We can find the number of edges a node’s neighbors share by examining the list of points that can be reached by two hops. the node’s neighbors will appear in this list once for each edge they share with another neighbor. Therefore the number of edges a node’s neighbors share is the number of times it’s neighbors appear in the two hop list divided by two. Again the division is necessary because both of an edge’s end points appear in the two hop list.

../_images/open-graph.png

Image from Wikipedia

In the above graph, 5’s neighbors are 1, 2 and 4

3’s two hop list is 2,5,1,3,5,3,5,6

1 and 2 each appear once so 5’s neighbors share one edge 5’s clustering coefficient is 1 / ((3 * (3-1))/2) = 1/3

Writing the Algorithm

The Mapper

First we will need to have a list of the friends and friends of friends for every account. We can do this by sending each account’s list of friends to each of it’s friends. We also need to pass the account itself to the reducer so that it will be able to build a list of it’s friends. Here’s the code

1
2
3
4
def mapper(key, value):
  friends = value.split(',')
  for friend in friends:
    Wmr.emit(friend, (key, value))

But what do we use as input? We already created friend lists for each account in the last chapter. We could use this as input for our clustering coefficient job. However this will cause a few problems because WMR crashes when the values the mappers emit are too large and some accounts have thousands of friends. It’s also not a good idea to have a single mapper emitting a thousand values. We can get around these limitations by breaking the friend lists into chunks before we run the clustering coefficient job.

Our new friend list job uses the same mapper as the one in the last chapter, but a modified reducer that outputs 50 friends at a time.

1
2
3
4
5
6
7
8
9
def reducer(key, values):
  neighbors = set()
  for value in values:
    if len(neighbors) > 50:
      Wmr.emit(key, ','.join(neighbors))
      neighbors = set()
    neighbors.add(value)
  if len(neighbors) > 0:
    Wmr.emit(key, ','.join(neighbors))

The Reducer

Our reducer takes the lists of friends of friends and makes a collection of it’s one and two hop neighbors.
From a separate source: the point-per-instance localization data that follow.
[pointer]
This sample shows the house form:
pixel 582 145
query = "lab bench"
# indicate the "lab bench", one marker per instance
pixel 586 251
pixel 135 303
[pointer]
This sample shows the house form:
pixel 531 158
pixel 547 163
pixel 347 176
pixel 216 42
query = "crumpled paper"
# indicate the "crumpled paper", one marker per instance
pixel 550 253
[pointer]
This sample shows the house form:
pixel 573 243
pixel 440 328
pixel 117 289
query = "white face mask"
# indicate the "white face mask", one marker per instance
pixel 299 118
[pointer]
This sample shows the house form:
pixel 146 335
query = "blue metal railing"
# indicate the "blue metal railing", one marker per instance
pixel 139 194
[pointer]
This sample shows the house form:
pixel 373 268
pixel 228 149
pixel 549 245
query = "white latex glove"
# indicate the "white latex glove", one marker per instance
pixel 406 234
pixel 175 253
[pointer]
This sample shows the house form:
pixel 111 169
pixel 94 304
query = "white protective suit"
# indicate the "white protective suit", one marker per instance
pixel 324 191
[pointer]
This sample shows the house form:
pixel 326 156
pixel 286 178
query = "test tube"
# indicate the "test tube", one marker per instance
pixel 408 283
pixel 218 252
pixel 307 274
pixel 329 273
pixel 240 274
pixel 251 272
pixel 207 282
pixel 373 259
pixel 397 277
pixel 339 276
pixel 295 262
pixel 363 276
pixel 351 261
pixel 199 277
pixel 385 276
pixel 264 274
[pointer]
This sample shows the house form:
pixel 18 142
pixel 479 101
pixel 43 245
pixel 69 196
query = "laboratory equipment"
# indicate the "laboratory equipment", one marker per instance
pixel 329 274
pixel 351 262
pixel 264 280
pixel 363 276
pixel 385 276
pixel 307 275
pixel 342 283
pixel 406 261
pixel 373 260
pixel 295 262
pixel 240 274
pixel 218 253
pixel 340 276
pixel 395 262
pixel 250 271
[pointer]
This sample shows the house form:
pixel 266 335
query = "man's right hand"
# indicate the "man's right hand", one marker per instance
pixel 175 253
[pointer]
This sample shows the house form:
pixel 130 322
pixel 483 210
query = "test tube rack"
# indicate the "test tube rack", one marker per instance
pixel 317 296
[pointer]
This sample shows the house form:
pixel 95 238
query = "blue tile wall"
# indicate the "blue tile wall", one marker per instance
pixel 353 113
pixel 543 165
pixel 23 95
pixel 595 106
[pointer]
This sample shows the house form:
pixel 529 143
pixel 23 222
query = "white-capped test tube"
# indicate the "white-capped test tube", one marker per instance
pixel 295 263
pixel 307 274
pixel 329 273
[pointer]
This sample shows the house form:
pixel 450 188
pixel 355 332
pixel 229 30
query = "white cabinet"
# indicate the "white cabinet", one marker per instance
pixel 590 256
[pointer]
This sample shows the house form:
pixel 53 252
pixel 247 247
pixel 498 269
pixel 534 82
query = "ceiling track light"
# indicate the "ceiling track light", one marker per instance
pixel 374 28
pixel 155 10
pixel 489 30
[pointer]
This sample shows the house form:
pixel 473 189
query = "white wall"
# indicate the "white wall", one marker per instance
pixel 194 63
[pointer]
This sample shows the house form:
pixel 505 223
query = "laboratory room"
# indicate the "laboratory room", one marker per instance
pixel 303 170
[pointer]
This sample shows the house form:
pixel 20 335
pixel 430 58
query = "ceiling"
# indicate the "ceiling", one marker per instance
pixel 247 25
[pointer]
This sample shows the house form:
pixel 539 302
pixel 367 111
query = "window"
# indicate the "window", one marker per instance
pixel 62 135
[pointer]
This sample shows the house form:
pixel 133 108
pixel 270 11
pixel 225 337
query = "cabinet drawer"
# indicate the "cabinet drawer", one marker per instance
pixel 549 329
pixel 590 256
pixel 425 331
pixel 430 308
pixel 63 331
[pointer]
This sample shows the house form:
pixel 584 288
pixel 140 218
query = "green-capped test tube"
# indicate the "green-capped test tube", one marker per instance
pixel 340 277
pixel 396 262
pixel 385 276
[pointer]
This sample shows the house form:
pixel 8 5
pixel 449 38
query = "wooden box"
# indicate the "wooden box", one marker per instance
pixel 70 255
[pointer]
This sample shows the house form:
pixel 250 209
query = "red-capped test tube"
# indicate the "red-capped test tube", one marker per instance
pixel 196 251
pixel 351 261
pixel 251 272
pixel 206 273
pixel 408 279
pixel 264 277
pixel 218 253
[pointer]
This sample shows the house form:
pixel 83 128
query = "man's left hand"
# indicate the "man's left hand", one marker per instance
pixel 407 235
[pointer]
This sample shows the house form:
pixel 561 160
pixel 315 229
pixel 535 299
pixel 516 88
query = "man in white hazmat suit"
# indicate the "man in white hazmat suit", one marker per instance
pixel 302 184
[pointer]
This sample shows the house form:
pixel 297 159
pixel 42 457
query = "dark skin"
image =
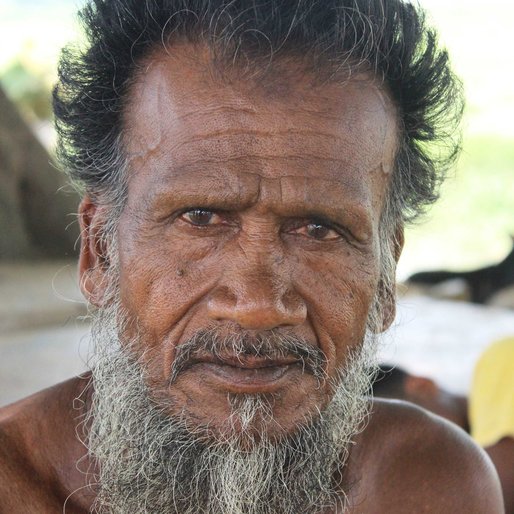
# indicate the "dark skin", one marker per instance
pixel 426 393
pixel 255 210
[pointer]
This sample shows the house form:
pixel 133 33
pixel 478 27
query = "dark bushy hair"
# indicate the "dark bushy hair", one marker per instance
pixel 388 37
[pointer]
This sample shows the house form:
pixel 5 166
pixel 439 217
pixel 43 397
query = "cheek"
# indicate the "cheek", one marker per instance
pixel 162 284
pixel 339 292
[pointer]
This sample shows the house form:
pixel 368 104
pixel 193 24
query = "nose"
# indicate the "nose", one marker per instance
pixel 256 297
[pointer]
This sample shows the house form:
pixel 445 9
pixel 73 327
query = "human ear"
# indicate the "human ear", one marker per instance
pixel 93 261
pixel 388 293
pixel 420 387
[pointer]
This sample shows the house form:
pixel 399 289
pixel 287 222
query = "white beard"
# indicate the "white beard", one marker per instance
pixel 150 463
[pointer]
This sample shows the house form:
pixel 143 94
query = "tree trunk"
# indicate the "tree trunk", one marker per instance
pixel 36 217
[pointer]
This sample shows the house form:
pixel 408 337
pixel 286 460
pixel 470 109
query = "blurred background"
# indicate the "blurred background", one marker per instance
pixel 42 337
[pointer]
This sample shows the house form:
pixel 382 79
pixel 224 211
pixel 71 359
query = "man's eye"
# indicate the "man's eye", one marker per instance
pixel 318 231
pixel 200 217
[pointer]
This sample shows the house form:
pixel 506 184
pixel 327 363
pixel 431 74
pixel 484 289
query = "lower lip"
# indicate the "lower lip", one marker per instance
pixel 247 380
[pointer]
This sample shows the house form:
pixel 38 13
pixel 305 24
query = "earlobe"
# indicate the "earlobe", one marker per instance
pixel 93 262
pixel 388 291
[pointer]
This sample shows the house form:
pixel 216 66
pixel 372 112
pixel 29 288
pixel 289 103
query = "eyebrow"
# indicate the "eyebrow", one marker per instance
pixel 299 195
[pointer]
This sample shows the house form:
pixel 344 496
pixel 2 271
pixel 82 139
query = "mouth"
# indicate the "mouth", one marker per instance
pixel 246 374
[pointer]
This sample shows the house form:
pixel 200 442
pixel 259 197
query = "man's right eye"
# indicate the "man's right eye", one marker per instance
pixel 201 217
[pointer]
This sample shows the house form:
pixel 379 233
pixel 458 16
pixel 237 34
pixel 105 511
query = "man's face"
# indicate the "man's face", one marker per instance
pixel 250 211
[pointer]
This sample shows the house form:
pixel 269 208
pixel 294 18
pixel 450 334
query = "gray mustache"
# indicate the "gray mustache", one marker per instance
pixel 270 346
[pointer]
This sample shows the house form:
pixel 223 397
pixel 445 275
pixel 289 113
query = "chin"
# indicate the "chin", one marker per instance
pixel 241 417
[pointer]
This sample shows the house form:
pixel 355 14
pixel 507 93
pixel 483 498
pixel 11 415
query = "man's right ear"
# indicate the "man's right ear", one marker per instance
pixel 93 261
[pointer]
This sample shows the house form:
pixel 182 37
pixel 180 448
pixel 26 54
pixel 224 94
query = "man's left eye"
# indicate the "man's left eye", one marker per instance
pixel 201 217
pixel 318 231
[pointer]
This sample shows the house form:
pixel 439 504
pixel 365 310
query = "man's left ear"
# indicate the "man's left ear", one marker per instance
pixel 388 293
pixel 93 260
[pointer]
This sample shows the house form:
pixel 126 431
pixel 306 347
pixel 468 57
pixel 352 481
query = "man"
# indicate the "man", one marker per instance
pixel 488 414
pixel 247 168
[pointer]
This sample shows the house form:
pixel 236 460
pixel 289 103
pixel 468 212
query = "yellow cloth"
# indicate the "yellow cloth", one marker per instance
pixel 491 402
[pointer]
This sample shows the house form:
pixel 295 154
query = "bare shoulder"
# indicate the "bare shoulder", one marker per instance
pixel 412 461
pixel 34 436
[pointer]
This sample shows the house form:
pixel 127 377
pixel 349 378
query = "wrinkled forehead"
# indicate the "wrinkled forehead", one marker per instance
pixel 186 112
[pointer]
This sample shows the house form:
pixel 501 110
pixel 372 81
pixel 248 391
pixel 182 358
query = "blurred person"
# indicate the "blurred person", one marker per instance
pixel 488 413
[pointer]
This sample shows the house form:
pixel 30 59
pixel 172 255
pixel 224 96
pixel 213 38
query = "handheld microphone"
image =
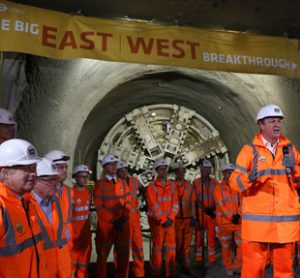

We use a set for the collection of one hop neighbors because we will receive the same friend multiple times if it has a large friend list.

We will use a dict to store the number of times a node appears in the two hop collection because it saves us a bit of memory and allows us to avoid counting instances of an element in a list which would be expensive.

 1
 2
 3
 4
 5
 6
 7
 8
 9
10
11
12
13
14
15
16
17
18
19
20
21
22
def reducer(key, values):
  oneHops = set()             #friends
  twoHops = {}                #friends of friends
  for value in values:
    node, hops = eval(value)  #unpack the values
    oneHops.add(node)         #reconstruct the friend list
    hops = hops.split(',')
    for hop in hops:          #build the two hop dict
      if hop in twoHops:
        twoHops[hop] += 1
      else:
        twoHops[hop] = 1
  n = len(oneHops)
  if n < 2:                   #if a point has less than 2
    Wmr.emit(key, 0)          #neighbors it's cc is 0
  else:
    total = 0.0
    for hop in oneHops:
      if hop in twoHops:
        total += twoHops[hop]
    cc = total / (n * (n-1))  #calculate the cc
    Wmr.emit(key, cc)

Challenge exercises for you to try

  1. Calculate the average value of the clustering coefficient.
Can you reuse the code from the last exercise?
  1. Develop a chain of jobs to count the number of triangles
in the network. (Hint: pick a point to be the tip of the triangle)
  1. Using code from the previous challenge, come up with
another way of calculating the clustering coefficient. You can test your algorithm by comparing the average with the average you calculated in the first challenge.